Файл src/flipdetect.c

#include <stdio.h>
#include <stdlib.h>
#include <math.h>
#include "allheaders.h"

Функции

static void pixDebugFlipDetect (const char *filename, PIX *pixs, PIX *pixhm, l_int32 enable)
l_int32 pixOrientDetect (PIX *pixs, l_float32 *pupconf, l_float32 *pleftconf, l_int32 mincount, l_int32 debug)
l_int32 makeOrientDecision (l_float32 upconf, l_float32 leftconf, l_float32 minupconf, l_float32 minratio, l_int32 *porient, l_int32 debug)
l_int32 pixUpDownDetect (PIX *pixs, l_float32 *pconf, l_int32 mincount, l_int32 debug)
l_int32 pixUpDownDetectGeneral (PIX *pixs, l_float32 *pconf, l_int32 mincount, l_int32 npixels, l_int32 debug)
l_int32 pixOrientDetectDwa (PIX *pixs, l_float32 *pupconf, l_float32 *pleftconf, l_int32 mincount, l_int32 debug)
l_int32 pixUpDownDetectDwa (PIX *pixs, l_float32 *pconf, l_int32 mincount, l_int32 debug)
l_int32 pixUpDownDetectGeneralDwa (PIX *pixs, l_float32 *pconf, l_int32 mincount, l_int32 npixels, l_int32 debug)
l_int32 pixMirrorDetect (PIX *pixs, l_float32 *pconf, l_int32 mincount, l_int32 debug)
l_int32 pixMirrorDetectDwa (PIX *pixs, l_float32 *pconf, l_int32 mincount, l_int32 debug)

Переменные

static const char * textsel1
static const char * textsel2
static const char * textsel3
static const char * textsel4
static const l_int32 DEFAULT_MIN_UP_DOWN_COUNT = 70
static const l_float32 DEFAULT_MIN_UP_DOWN_CONF = 7.0
static const l_float32 DEFAULT_MIN_UP_DOWN_RATIO = 2.5
static const l_int32 DEFAULT_MIN_MIRROR_FLIP_COUNT = 100
static const l_float32 DEFAULT_MIN_MIRROR_FLIP_CONF = 5.0

Функции

l_int32 makeOrientDecision ( l_float32  upconf,
l_float32  leftconf,
l_float32  minupconf,
l_float32  minratio,
l_int32 porient,
l_int32  debug 
)

makeOrientDecision()

Input: upconf (nonzero) leftconf (nonzero) minupconf (minimum value for which a decision can be made) minratio (minimum conf ratio required for a decision) &orient (<return> text orientation enum {0,1,2,3,4}) debug (1 for debug output; 0 otherwise) Return: 0 if OK, 1 on error

Notes: (1) This can be run after pixOrientDetect() (2) Both upconf and leftconf must be nonzero; otherwise the orientation cannot be determined. (3) The abs values of the input confidences are compared to minupconf. (4) The abs value of the largest of (upconf/leftconf) and (leftconf/upconf) is compared with minratio. (5) Input 0.0 for the default values for minupconf and minratio. (6) The return value of orient is interpreted thus: L_TEXT_ORIENT_UNKNOWN: not enough evidence to determine L_TEXT_ORIENT_UP: text rightside-up L_TEXT_ORIENT_LEFT: landscape, text up facing left L_TEXT_ORIENT_DOWN: text upside-down L_TEXT_ORIENT_RIGHT: landscape, text up facing right

static void pixDebugFlipDetect ( const char *  filename,
PIX pixs,
PIX pixhm,
l_int32  enable 
) [static]

l_int32 pixMirrorDetect ( PIX pixs,
l_float32 pconf,
l_int32  mincount,
l_int32  debug 
)

pixMirrorDetect()

Input: pixs (1 bpp, deskewed, English text) &conf (<return> confidence that text is not LR mirror reversed) mincount (min number of left + right; use 0 for default) debug (1 for debug output; 0 otherwise) Return: 0 if OK, 1 on error

Notes: (1) For this test, it is necessary that the text is horizontally oriented, with ascenders going up. (2) conf is the normalized difference between the number of right and left facing characters with ascenders.
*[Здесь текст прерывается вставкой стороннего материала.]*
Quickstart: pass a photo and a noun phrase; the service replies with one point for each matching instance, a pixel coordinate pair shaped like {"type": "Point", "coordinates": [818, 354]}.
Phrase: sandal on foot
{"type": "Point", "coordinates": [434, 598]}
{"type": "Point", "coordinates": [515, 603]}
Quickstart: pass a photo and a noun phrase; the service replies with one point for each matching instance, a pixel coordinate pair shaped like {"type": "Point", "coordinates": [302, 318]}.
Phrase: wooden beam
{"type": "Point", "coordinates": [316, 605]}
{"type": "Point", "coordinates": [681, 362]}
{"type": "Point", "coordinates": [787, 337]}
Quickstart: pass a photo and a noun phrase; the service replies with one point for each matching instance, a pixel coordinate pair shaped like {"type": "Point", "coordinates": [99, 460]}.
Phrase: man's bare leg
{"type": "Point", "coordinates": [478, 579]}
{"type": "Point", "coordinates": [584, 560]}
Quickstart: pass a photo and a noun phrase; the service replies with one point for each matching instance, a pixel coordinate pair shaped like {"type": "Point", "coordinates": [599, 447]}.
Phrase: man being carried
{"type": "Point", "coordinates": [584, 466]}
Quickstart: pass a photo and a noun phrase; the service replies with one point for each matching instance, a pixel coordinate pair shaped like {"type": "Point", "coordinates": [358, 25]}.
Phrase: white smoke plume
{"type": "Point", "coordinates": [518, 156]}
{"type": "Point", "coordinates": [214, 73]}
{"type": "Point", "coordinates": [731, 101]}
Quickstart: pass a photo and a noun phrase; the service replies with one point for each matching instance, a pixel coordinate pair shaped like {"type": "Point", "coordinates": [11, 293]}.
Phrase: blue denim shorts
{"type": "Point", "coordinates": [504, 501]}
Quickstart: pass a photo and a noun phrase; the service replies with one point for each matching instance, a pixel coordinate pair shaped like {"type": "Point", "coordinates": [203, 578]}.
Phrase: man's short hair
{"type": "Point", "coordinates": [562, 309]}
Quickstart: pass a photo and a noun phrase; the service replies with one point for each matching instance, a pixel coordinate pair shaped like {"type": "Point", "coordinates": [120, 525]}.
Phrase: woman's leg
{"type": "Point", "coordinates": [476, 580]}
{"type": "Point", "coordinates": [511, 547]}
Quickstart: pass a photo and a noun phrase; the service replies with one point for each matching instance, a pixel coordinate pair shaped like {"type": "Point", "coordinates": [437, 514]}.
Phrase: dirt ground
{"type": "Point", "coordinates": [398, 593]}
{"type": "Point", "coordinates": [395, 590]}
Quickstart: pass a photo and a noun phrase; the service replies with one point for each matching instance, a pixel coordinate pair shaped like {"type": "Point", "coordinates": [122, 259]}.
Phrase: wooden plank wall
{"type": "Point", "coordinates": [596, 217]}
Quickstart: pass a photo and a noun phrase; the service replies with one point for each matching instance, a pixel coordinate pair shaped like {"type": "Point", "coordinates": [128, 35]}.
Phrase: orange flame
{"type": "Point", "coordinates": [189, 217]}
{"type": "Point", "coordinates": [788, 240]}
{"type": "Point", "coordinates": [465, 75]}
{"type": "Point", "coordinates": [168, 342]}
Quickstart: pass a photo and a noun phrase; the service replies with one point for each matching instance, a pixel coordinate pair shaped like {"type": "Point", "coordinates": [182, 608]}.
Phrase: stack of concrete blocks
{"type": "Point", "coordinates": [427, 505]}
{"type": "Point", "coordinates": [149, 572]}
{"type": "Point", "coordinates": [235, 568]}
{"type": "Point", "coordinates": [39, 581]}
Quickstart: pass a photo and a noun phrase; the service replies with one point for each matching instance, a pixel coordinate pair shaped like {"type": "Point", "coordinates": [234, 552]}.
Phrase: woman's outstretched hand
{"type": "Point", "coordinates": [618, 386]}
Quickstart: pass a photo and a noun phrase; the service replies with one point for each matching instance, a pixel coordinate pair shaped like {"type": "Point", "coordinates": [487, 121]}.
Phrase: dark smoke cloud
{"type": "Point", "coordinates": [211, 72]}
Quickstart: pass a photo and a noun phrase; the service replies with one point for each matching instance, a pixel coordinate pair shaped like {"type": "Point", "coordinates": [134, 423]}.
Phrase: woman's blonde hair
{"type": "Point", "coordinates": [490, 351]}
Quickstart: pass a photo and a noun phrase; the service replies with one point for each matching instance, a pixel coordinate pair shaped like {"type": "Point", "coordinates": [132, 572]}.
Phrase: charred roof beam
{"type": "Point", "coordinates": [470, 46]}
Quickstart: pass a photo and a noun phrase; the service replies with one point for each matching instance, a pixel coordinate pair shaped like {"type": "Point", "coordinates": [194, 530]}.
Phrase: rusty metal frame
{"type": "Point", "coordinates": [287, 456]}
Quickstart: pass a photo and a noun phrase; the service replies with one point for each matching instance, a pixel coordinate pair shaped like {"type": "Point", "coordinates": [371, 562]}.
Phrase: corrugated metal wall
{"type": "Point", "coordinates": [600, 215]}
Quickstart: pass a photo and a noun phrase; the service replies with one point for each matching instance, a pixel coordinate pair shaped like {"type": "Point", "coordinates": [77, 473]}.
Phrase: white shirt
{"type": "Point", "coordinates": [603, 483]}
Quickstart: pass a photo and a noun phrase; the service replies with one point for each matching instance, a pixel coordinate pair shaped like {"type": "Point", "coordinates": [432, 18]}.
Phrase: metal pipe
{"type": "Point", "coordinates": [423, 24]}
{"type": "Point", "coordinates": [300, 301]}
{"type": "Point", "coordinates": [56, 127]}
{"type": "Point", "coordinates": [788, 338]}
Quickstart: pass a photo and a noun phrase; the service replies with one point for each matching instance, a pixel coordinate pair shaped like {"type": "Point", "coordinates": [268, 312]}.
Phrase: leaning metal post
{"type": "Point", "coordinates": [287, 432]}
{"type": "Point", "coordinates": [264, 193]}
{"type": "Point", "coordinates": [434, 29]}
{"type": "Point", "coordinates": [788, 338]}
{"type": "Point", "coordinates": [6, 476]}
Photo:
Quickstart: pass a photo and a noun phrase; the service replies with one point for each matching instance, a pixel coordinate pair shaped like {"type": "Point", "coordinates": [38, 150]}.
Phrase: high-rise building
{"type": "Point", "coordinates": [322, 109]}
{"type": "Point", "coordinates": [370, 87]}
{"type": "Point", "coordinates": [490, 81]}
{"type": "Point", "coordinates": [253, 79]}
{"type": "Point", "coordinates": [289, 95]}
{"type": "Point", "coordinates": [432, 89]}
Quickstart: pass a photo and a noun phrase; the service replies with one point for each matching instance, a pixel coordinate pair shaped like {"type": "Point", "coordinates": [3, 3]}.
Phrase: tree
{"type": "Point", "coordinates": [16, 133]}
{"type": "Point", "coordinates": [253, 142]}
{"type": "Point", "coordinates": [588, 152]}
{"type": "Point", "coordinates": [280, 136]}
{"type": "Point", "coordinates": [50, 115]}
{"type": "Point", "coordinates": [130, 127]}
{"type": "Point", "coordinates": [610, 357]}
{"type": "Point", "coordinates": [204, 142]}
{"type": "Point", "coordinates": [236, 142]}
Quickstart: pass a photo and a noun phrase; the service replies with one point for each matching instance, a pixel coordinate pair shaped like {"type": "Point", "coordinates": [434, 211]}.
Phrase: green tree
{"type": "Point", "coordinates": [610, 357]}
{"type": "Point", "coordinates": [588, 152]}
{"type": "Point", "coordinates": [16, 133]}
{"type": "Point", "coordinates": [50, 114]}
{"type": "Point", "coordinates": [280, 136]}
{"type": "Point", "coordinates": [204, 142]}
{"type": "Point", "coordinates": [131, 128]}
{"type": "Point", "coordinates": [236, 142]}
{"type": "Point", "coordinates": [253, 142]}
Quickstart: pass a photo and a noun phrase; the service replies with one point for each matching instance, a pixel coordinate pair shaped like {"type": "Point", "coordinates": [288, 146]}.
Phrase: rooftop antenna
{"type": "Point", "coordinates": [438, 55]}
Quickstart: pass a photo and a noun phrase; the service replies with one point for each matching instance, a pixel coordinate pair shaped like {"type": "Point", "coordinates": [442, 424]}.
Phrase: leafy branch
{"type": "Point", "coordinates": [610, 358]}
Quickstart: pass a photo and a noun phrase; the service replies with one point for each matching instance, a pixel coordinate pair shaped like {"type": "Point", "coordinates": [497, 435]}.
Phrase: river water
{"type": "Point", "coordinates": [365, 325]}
Left-facing are {d}; right-facing are {b, h, k}. At least that was the expectation. In practice, we can really just say that it is the normalized difference in hits using two specific hit-miss filters, textsel1 and textsel2, after the image has been suitably pre-filtered so that these filters are effective. See (4) for what's really happening. (3) A large positive conf value indicates normal text, whereas a large negative conf value means the page is mirror reversed. (4) The implementation is a bit tricky. The general idea is to fill the x-height part of characters, but not the space between them, before doing the HMT. This is done by finding pixels added using two different operations -- a horizontal close and a vertical dilation -- and adding the intersection of these sets to the original. It turns out that the original intuition about the signal was largely in error: much of the signal for right-facing characters comes from the lower part of common x-height characters, like the e and c, that remain open after these operations. So it's important that the operations to close the x-height parts of the characters are purposely weakened sufficiently to allow these characters to remain open. The wonders of morphology!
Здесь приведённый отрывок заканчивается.